Greetings AFOB community,

It’s a great pleasure to introduce my lab to the AFOB community. My lab, Clinical Microbiology Laboratory, focuses on phenotypic and genotypic characterization of multidrug-resistant Gram-negative bacteria isolated from clinical samples. Gram-negative bacteria are mostly responsible for multidrug-resistant infections in the community and hospital settings in Bangladesh. Prior investigations indicate a growing trend in the emergence of multidrug-resistance, rendering the management of these infections progressively challenging over time. Regular monitoring of pathogens and their AMR trends in clinical samples is crucial to keep track on the changing AMR landscape as well as to improve patient outcomes. So, our lab aims to conduct characterization of Gram-negative bacteria retrieved from clinical samples by phenotypic and genotypic techniques.

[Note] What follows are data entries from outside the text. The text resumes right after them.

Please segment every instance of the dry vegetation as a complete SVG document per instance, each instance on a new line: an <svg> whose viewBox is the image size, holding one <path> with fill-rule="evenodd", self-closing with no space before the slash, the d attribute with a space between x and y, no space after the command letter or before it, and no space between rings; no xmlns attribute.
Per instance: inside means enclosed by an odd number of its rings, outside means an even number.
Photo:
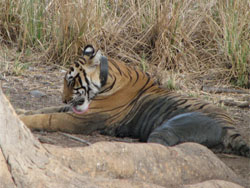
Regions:
<svg viewBox="0 0 250 188"><path fill-rule="evenodd" d="M0 44L66 65L92 43L144 70L249 88L249 10L249 0L1 0Z"/></svg>

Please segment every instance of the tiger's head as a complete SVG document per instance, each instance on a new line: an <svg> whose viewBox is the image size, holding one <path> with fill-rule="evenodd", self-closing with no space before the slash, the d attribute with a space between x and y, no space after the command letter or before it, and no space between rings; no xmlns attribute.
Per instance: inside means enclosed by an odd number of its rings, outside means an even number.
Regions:
<svg viewBox="0 0 250 188"><path fill-rule="evenodd" d="M86 112L107 78L107 58L100 50L87 45L64 77L63 102L70 104L77 114Z"/></svg>

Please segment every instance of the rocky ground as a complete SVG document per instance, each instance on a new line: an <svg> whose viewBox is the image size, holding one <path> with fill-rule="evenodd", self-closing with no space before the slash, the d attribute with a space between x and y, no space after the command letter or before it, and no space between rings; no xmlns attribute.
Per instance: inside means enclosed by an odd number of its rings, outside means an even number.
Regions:
<svg viewBox="0 0 250 188"><path fill-rule="evenodd" d="M5 66L1 66L0 78L2 88L6 96L11 101L15 109L35 110L47 106L60 105L62 78L65 70L56 65L31 64L17 73L10 72ZM192 89L191 89L192 90ZM184 91L178 90L184 93ZM248 92L248 93L247 93ZM186 91L185 91L186 93ZM233 101L247 101L250 98L249 90L244 90L243 94L220 93L211 94L199 92L197 97L219 104L222 99ZM250 144L250 108L239 108L236 106L225 108L238 122L238 129L246 141ZM92 135L65 135L63 133L34 132L34 135L42 142L64 147L87 146L98 141L122 141L136 142L130 138L120 139L93 133ZM76 137L76 138L75 138ZM77 140L80 138L80 140ZM250 159L218 154L218 157L226 163L239 176L244 178L250 187Z"/></svg>

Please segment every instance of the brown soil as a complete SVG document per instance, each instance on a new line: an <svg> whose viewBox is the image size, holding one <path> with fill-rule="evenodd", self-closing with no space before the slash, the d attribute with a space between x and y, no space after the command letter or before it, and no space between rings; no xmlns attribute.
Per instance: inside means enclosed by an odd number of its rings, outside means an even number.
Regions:
<svg viewBox="0 0 250 188"><path fill-rule="evenodd" d="M1 72L0 72L1 73ZM7 81L3 81L2 87L10 99L15 109L35 110L47 106L61 105L61 87L64 71L59 70L54 65L31 65L25 70L22 75L14 76L13 74L5 76ZM1 75L0 75L1 76ZM32 96L31 91L38 90L46 94L45 96ZM181 91L178 91L181 92ZM187 91L185 91L187 93ZM242 101L243 95L241 94L208 94L204 92L199 93L199 97L218 103L220 99L233 99ZM249 97L244 95L245 97ZM238 129L245 140L250 144L250 109L238 107L224 107L227 109L238 122ZM64 147L86 146L86 143L76 141L63 133L47 133L47 132L34 132L34 135L42 143L50 143L61 145ZM98 133L92 135L73 135L81 138L89 143L98 141L123 141L123 142L136 142L130 138L114 138L103 136ZM218 154L218 157L225 162L232 170L235 171L241 178L245 179L246 186L250 187L250 159L239 157L235 155Z"/></svg>

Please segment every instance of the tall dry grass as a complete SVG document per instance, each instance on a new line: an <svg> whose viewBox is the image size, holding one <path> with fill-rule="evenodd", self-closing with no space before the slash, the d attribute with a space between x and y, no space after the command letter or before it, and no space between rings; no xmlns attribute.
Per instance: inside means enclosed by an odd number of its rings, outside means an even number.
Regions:
<svg viewBox="0 0 250 188"><path fill-rule="evenodd" d="M61 64L92 43L143 69L216 72L249 87L249 10L249 0L2 0L0 40Z"/></svg>

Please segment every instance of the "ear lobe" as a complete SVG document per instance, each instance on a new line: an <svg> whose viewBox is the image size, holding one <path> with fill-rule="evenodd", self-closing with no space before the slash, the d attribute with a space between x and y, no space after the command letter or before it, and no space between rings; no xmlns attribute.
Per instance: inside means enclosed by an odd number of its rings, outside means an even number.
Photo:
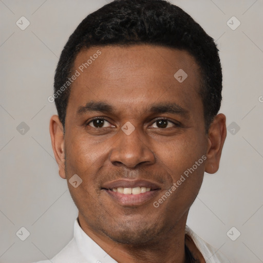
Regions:
<svg viewBox="0 0 263 263"><path fill-rule="evenodd" d="M59 173L61 178L66 178L65 173L65 149L63 127L58 115L53 115L49 123L49 133L52 147L59 165Z"/></svg>
<svg viewBox="0 0 263 263"><path fill-rule="evenodd" d="M219 114L214 119L208 132L207 160L205 166L206 173L214 174L218 170L222 149L226 137L226 116Z"/></svg>

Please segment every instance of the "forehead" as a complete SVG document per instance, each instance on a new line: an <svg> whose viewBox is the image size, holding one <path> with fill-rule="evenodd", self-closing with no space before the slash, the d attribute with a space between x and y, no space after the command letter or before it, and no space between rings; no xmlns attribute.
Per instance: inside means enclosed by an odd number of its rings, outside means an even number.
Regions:
<svg viewBox="0 0 263 263"><path fill-rule="evenodd" d="M147 45L92 47L78 54L72 70L77 72L68 105L72 110L91 101L130 111L158 100L190 110L197 100L201 103L199 67L184 50Z"/></svg>

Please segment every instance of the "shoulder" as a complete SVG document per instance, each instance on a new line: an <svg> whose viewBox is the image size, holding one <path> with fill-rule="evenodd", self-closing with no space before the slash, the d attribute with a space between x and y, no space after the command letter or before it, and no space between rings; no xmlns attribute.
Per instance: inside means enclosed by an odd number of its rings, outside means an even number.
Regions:
<svg viewBox="0 0 263 263"><path fill-rule="evenodd" d="M216 250L198 236L187 226L185 227L185 233L189 235L195 245L202 253L207 263L230 263L230 261L218 250Z"/></svg>

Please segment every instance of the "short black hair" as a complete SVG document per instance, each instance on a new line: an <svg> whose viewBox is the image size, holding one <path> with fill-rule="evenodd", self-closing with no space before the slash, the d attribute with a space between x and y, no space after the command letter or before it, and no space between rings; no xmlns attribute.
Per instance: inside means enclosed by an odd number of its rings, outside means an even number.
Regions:
<svg viewBox="0 0 263 263"><path fill-rule="evenodd" d="M61 53L54 77L54 98L64 131L70 85L63 92L61 88L72 73L80 51L94 46L145 44L186 50L195 59L201 76L199 93L207 132L222 100L218 50L213 39L190 15L164 0L115 0L79 25Z"/></svg>

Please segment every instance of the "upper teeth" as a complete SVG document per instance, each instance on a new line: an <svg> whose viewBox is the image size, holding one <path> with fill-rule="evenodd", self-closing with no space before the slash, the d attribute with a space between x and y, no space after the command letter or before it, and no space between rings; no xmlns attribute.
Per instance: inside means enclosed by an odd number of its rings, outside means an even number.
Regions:
<svg viewBox="0 0 263 263"><path fill-rule="evenodd" d="M145 193L145 192L149 192L151 191L151 188L146 187L135 187L134 188L125 188L123 187L118 187L118 188L114 188L113 192L117 192L120 194L124 194L124 195L139 195L141 193Z"/></svg>

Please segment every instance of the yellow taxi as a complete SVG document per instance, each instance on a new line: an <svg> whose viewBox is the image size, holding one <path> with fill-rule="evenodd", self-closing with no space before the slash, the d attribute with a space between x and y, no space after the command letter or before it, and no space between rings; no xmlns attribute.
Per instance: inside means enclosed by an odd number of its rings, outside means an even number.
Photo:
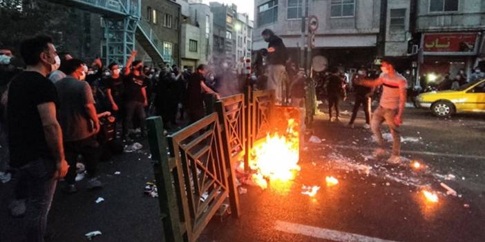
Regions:
<svg viewBox="0 0 485 242"><path fill-rule="evenodd" d="M421 94L416 99L421 108L448 117L456 112L485 112L485 79L464 85L457 90Z"/></svg>

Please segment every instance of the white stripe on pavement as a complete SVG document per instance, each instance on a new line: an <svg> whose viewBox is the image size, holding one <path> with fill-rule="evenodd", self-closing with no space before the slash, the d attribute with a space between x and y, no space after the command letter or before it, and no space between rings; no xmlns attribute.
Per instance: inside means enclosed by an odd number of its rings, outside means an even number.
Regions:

Our study includes the isolation of different Gram-negative bacteria from different clinical samples and their subsequent phenotypic and genotypic characterization. For phenotypic characterization, their antibiotic sensitivity and biofilm formation ability were tested by disc diffusion assay and microtiter plate assay respectively. Carbapenemase production potential was tested by Modified Hodge test for all the isolates that were carbapenem-resistant phenotypically. For genotypic analysis, Ribosomal DNA Restriction Analysis (ARDRA) and polymerase Chain Reaction (PCR) were performed to characterize microbial diversity and for molecular identification. Also, the underlying mechanism of fluoroquinolone resistance was assessed. Thus, our study provides an overview on the current status of antimicrobial resistance in clinically important Gram-negative bacteria and can serve as a basis for taking effective measures to control MDR infections. In the future, whole genome sequencing of the isolates will help in further understanding of the resistance mechanisms and origin of isolates. In addition, further research on alternative antimicrobial strategies including bacteriophages, bacteriocins, anti-biofilm agents can be done to control the evolution and transmission of such ESKAPE pathogens in clinical and environmental settings.